THE EFFECT OF AROMATIC STRUCTURE ON THE INHIBITION OF ACETOCLASTIC METHANOGENESIS IN GRANULAR SLUDGE

Benzene derivatives are important constituents of certain effluents discharged by pulp and paper, petrochemical and chemical industries. The anaerobic treatment of these waste-waters can be limited due to methanogenic inhibition exerted by aromatic compounds. The objective of this study was to evaluate the effect of aromatic structure on acetoclastic methanogenic inhibition.
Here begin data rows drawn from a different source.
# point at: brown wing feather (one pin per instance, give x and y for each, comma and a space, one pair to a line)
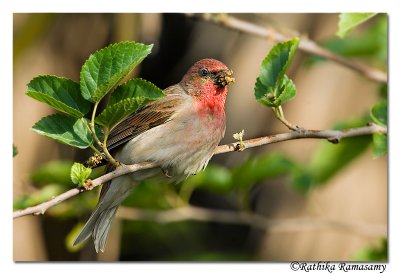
145, 118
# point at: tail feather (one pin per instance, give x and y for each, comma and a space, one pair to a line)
102, 228
88, 228
99, 222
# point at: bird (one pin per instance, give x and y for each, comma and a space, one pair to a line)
178, 132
The toxicity to acetoclastic methanogens was assayed in serum flasks utilizing granular sludge as inoculum. Among the monosubstitued benzenes, chlorobenzene, methoxybenzene and benzaldehyde were the most toxic with 50% inhibition occurring at concentrations of 3.4, 4.2 and 5.2 mM, respectively. In contrast, benzoate was the least inhibitory: concentrations up to 57.3 mM were non-toxic. In general, the toxicity of aromatic compounds increased with increasing length of aliphatic side-chains, increasing the number of alkyl or chlorine groups. The logarithm of the partition coefficient octanol/water (log P), an indicator of hydrophobicity, was observed to be positively correlated with the methanogenic inhibition. The results indicate that hydrophobicity is an important factor contributing to the high toxicity of the most inhibitory aromatic compounds.